Human psychology doesn’t change — we still respond to triggers like scarcity and urgency, we still look for authority and social proof, and amazingly enough, you can still use a blog and an email list as the foundation for a business. Blog Mastermind 2.0 hence remains largely a very relevant program.
I also decided to close it down because I felt the Laptop Lifestyle Academy was the product I wanted to continue to support in the future.
The Academy is a repository of all my best knowledge. By adding Blog Mastermind 2.0 as a product inside the Academy, which I did half way through 2022 (six months after closing it down as a standalone course), it’s now by far the best value I can offer all in one place.
I’ve been building the Academy for a decade. It has every significant training resource I’ve ever made in it.
From all the reports I’ve written, ebooks, audio guides, live trainings, members only interviews with experts, short courses, and now my flagship course, Blog Mastermind 2.0 (and even the 1.0 version!) are inside for members to benefit from.

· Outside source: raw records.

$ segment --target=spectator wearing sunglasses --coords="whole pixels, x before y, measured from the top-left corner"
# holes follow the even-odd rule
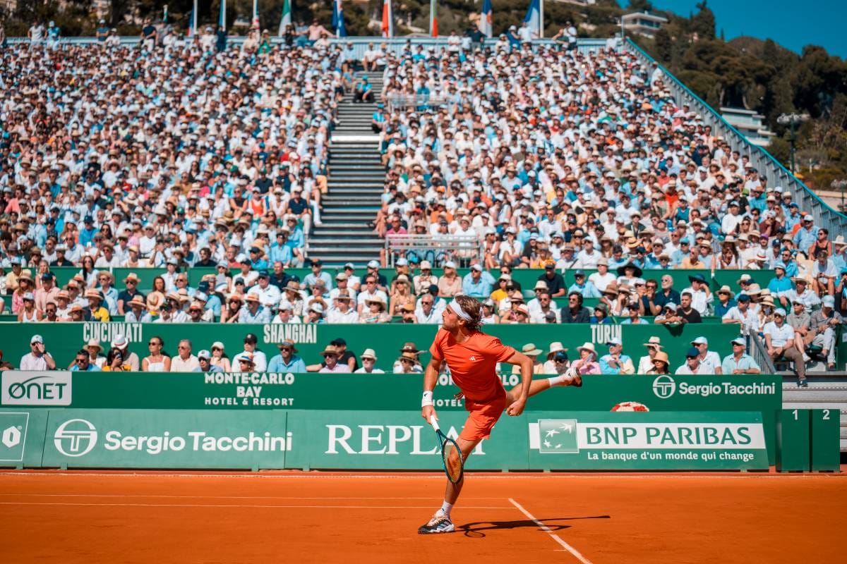
[[[80,348],[76,352],[76,358],[74,359],[74,365],[70,367],[71,372],[100,372],[100,367],[91,363],[88,351]]]

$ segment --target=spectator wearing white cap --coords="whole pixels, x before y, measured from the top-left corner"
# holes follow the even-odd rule
[[[438,279],[438,295],[453,298],[462,293],[462,279],[456,272],[456,263],[452,260],[444,263],[444,273]]]
[[[768,321],[762,328],[767,354],[775,361],[785,359],[794,364],[797,372],[797,385],[805,387],[809,384],[805,379],[805,361],[803,359],[803,343],[797,346],[794,327],[785,323],[785,309],[777,308],[773,311],[773,320]]]
[[[379,278],[374,273],[365,275],[364,287],[357,296],[357,309],[361,314],[368,310],[368,302],[374,299],[381,299],[384,304],[388,303],[388,295],[380,290],[377,286]]]
[[[711,370],[712,374],[722,374],[721,357],[715,351],[709,350],[709,340],[705,337],[698,337],[691,342],[692,347],[696,347],[700,351],[700,363],[705,364]]]
[[[809,336],[805,339],[808,344],[821,347],[821,354],[827,359],[828,370],[835,370],[835,328],[844,323],[844,317],[835,311],[835,298],[833,296],[824,296],[821,301],[821,309],[811,314],[809,322]],[[809,338],[811,337],[811,341]]]
[[[761,369],[750,355],[745,353],[747,342],[743,337],[730,341],[732,354],[728,354],[721,364],[723,374],[761,374]]]
[[[194,372],[194,369],[200,366],[197,357],[191,354],[191,342],[189,339],[180,340],[176,349],[178,354],[170,359],[171,372]]]
[[[56,361],[44,346],[41,335],[30,338],[30,352],[20,358],[21,370],[55,370]]]
[[[212,353],[203,349],[197,353],[197,367],[193,372],[223,372],[219,366],[212,364]]]
[[[496,281],[484,271],[479,264],[471,266],[471,271],[462,280],[462,293],[477,299],[485,299],[491,295]],[[546,287],[546,285],[545,285]]]
[[[600,358],[600,370],[602,374],[635,374],[635,366],[628,355],[623,354],[623,344],[619,338],[613,337],[606,343],[609,353]]]
[[[418,296],[433,284],[437,286],[438,277],[432,273],[432,263],[429,260],[421,260],[420,274],[412,278],[412,282],[414,293]]]
[[[125,368],[125,370],[131,370],[132,372],[137,372],[139,366],[141,366],[141,360],[138,359],[138,355],[135,353],[130,352],[130,341],[124,335],[115,335],[114,338],[112,339],[112,348],[117,348],[121,352],[124,359],[124,364],[128,368]]]
[[[362,359],[362,368],[353,370],[353,374],[385,374],[382,369],[376,367],[376,353],[373,348],[366,348],[359,357]]]
[[[662,351],[662,337],[651,337],[644,346],[647,348],[647,354],[639,359],[635,374],[649,374],[653,370],[653,359]]]

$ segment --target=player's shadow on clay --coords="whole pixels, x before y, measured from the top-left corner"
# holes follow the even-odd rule
[[[539,523],[546,526],[550,530],[562,531],[566,528],[570,528],[572,525],[568,525],[563,523],[558,523],[560,521],[575,521],[577,519],[611,519],[610,515],[594,515],[590,517],[560,517],[552,519],[539,519]],[[530,527],[533,528],[537,528],[541,530],[538,526],[538,523],[530,519],[518,519],[516,521],[480,521],[479,523],[468,523],[457,528],[457,530],[462,531],[466,537],[471,537],[472,539],[484,539],[485,538],[485,534],[483,531],[492,531],[497,529],[512,529],[512,528],[521,528],[523,527]]]

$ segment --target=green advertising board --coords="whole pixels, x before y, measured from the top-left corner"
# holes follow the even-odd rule
[[[756,412],[532,413],[529,468],[767,470]]]
[[[46,425],[29,427],[35,413]],[[464,418],[446,413],[440,421],[455,437]],[[0,451],[3,467],[441,468],[435,433],[408,411],[59,408],[3,413],[0,424],[33,435],[8,441],[12,446]],[[532,411],[504,415],[466,468],[766,469],[766,449],[761,414],[754,412]]]
[[[397,410],[417,413],[422,376],[393,374],[16,372],[0,375],[3,409],[187,409],[261,411]],[[518,375],[500,376],[507,389]],[[650,412],[743,411],[761,413],[770,456],[776,413],[782,408],[778,375],[590,375],[581,388],[556,387],[529,399],[529,408],[567,413],[609,412],[633,403]],[[22,383],[24,383],[22,385]],[[439,412],[464,412],[447,375],[435,391]],[[623,404],[623,405],[622,405]],[[772,463],[774,460],[772,458]]]
[[[3,358],[13,364],[19,364],[19,359],[30,352],[29,342],[32,335],[41,335],[47,351],[51,353],[60,369],[68,368],[76,352],[91,339],[97,341],[108,350],[109,344],[121,335],[130,342],[130,351],[139,359],[149,353],[147,342],[152,337],[160,337],[164,342],[164,353],[176,354],[180,339],[191,341],[195,353],[209,350],[212,343],[220,341],[226,353],[232,358],[243,349],[244,337],[248,333],[257,336],[259,349],[270,359],[276,354],[276,344],[291,339],[298,349],[298,354],[307,364],[319,363],[320,353],[329,342],[343,337],[347,348],[356,354],[366,348],[373,348],[378,358],[376,366],[390,371],[391,365],[407,342],[414,342],[427,353],[438,327],[431,325],[328,325],[328,324],[171,324],[171,323],[27,323],[0,325],[0,342],[3,342]],[[675,370],[684,361],[689,343],[697,337],[706,337],[711,348],[722,357],[730,351],[729,341],[738,337],[738,326],[721,323],[688,324],[676,327],[663,325],[506,325],[486,326],[486,332],[495,335],[506,344],[518,350],[526,343],[534,343],[546,353],[550,343],[561,342],[575,358],[577,347],[584,342],[592,342],[601,354],[607,350],[606,343],[613,337],[623,342],[623,353],[633,357],[636,363],[646,354],[644,343],[650,337],[659,337],[667,353],[671,368]]]
[[[50,410],[42,466],[283,468],[284,411]]]

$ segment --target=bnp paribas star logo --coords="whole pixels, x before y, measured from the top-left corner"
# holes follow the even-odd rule
[[[541,454],[573,454],[579,452],[576,419],[539,419],[538,433]]]

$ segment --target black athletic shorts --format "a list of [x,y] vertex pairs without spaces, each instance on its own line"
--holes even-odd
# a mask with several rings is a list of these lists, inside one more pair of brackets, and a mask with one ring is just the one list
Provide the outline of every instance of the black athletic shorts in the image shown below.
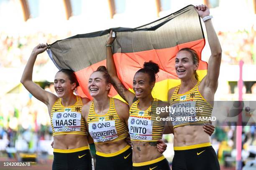
[[95,170],[131,170],[132,156],[133,150],[128,145],[116,152],[111,154],[96,152]]
[[133,170],[170,170],[169,162],[164,156],[150,161],[141,163],[133,163]]
[[90,149],[71,153],[54,152],[54,155],[53,170],[93,170],[93,160]]
[[174,150],[172,170],[218,170],[220,164],[212,146]]

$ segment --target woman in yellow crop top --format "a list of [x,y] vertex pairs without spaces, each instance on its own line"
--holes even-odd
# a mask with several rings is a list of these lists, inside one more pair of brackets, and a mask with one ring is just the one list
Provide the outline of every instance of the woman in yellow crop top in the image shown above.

Every business model I’ve ever used to make money with, from blogging and podcasting, email newsletters, buying and selling websites, product launches, to selling services, courses, membership sites and coaching — it’s all in there.
I feel great promoting the Academy because I know no matter what phase you are in with your online business, I can direct people to the appropriate resource. We also do coaching in the forums and regular live calls, so you can get personalized support too.
The Academy also has the most modern sales page I’ve ever created, so unlike many of my others that look dated, I feel very comfortable promoting it sill.
In 2022 I also made the decision to change the pricing model for the Academy. Instead of being an ongoing subscription, it’s now pay once for lifetime access (or break it down into a 12 month payment plan).
I think this represents great value – you can come and go as you need, seek help, study a training program, knowing the Academy has your back anytime.
All these changes were also made to simplify my coaching business.
I’ve put most of my growth energy into InboxDone, which has meant my blog has been neglected, so my audience growth there has slowed down considerably. It’s still great side hustle business, and I love supporting people with coaching and stand behind all my training resources, but I’ve definitely been a more behind the scenes entrepreneur in the last few years.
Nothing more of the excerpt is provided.